[R] Stochastic Frontier: Finding the optimal scale/scale efficiency by "frontier" package
arne.henningsen at gmail.com
Thu Apr 25 12:46:55 CEST 2013
On 25 April 2013 03:26, jpm miao <miaojpm at gmail.com> wrote:
> I am trying to find out the scale efficiency and optimal scale of banks
> by stochastic frontier analysis given the panel data of bank. I am free to
> choose any model of stochastic frontier analysis.
> The only approach I know to work with R is to estimate a translog
> production function by sfa or other related function in frontier package,
> and then use the Ray 1998 formula to find the scale efficiency. However, as
> the textbook Coelli et al 2005 point out that the concavity may not be
> satisfied, one needs to impose the nonpositive definiteness condition so
> that the scale efficiency <1.
It might be that the true technology is not concave and that the
elasticity of scale is larger than one. Indeed, most empirical studies
find increasing returns to scale (in many different sectors).
Therefore, it is probably inappropriate to impose concavity.

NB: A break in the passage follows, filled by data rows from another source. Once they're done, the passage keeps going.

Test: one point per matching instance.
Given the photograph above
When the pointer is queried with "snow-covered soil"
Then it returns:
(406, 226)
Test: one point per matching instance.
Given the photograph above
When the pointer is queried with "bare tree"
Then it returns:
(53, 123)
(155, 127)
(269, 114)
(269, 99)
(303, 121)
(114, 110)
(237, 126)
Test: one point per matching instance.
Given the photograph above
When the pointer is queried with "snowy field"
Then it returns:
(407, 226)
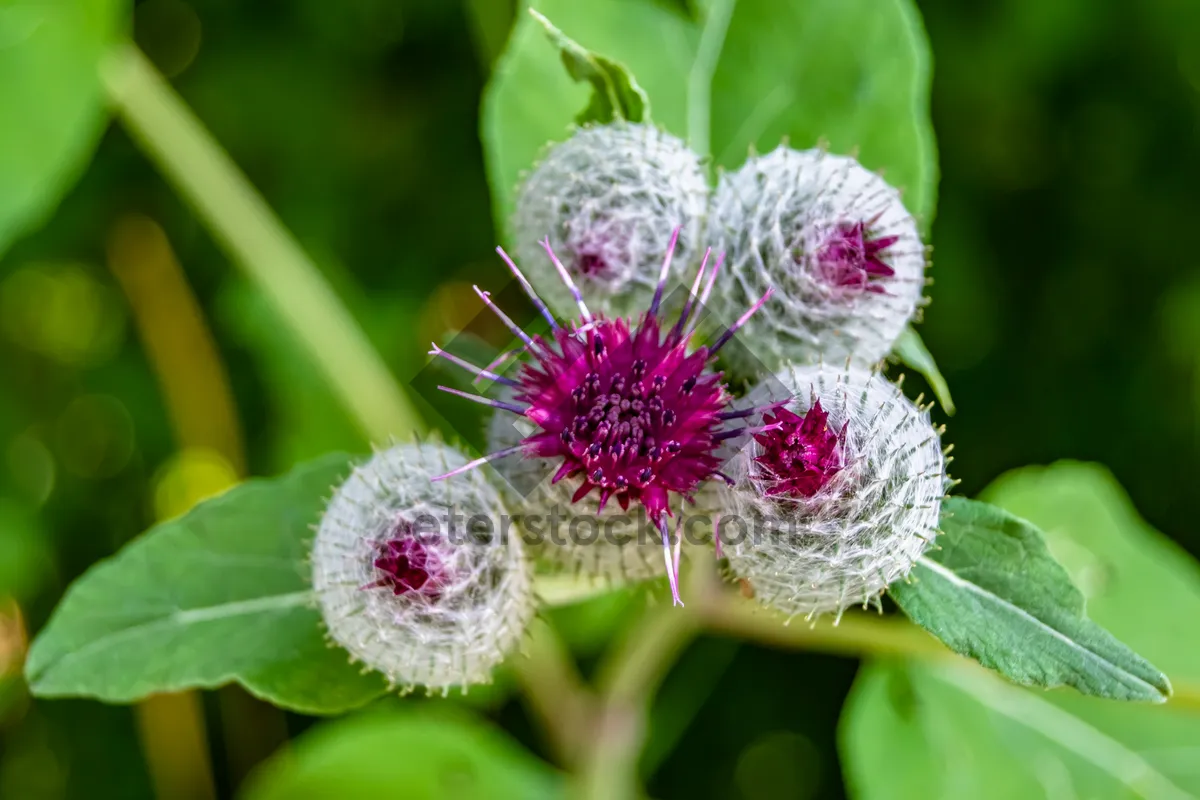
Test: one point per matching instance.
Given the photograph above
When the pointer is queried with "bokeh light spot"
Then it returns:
(64, 312)
(95, 437)
(31, 467)
(169, 32)
(192, 475)
(778, 764)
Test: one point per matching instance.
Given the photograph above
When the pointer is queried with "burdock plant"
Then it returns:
(819, 485)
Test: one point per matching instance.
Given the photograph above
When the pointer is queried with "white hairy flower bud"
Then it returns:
(838, 498)
(609, 198)
(420, 579)
(834, 240)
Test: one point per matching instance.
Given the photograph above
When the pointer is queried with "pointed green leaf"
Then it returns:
(217, 595)
(913, 731)
(733, 76)
(911, 350)
(413, 752)
(615, 92)
(51, 101)
(946, 731)
(994, 593)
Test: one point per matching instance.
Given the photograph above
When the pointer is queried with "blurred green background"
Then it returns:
(1066, 318)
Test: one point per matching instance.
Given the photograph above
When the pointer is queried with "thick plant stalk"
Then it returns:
(249, 230)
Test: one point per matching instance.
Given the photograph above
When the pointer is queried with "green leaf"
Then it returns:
(911, 350)
(742, 73)
(409, 751)
(943, 731)
(615, 94)
(921, 732)
(51, 101)
(217, 595)
(994, 593)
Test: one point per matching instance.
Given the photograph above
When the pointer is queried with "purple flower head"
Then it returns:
(802, 455)
(630, 409)
(850, 258)
(407, 566)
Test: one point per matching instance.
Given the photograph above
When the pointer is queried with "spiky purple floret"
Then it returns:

> How can I do it with frontier package?
The frontier package cannot impose concavity on a Translog production
function and I am not aware of any software that can do this in a
stochastic frontier estimation -- probably, because imposing concavity
usually does not make sense.
> Is there any other SFA model/function in R recommended to find out the
> scale efficiency and optimal scale?
I suggest to plot the elasticity of scale against the firm size. If
the elasticity of scale decreases with firm size, then the most
productive firm size is at the firm size, where the elasticity of
scale is one. However, there are some problems with using the Translog
production function (and the Translog distance function) for
determining the optimal firm size .
If you have further questions regarding the "frontier" package, I
suggest that you use the "help" forum at frontier's R-Forge site .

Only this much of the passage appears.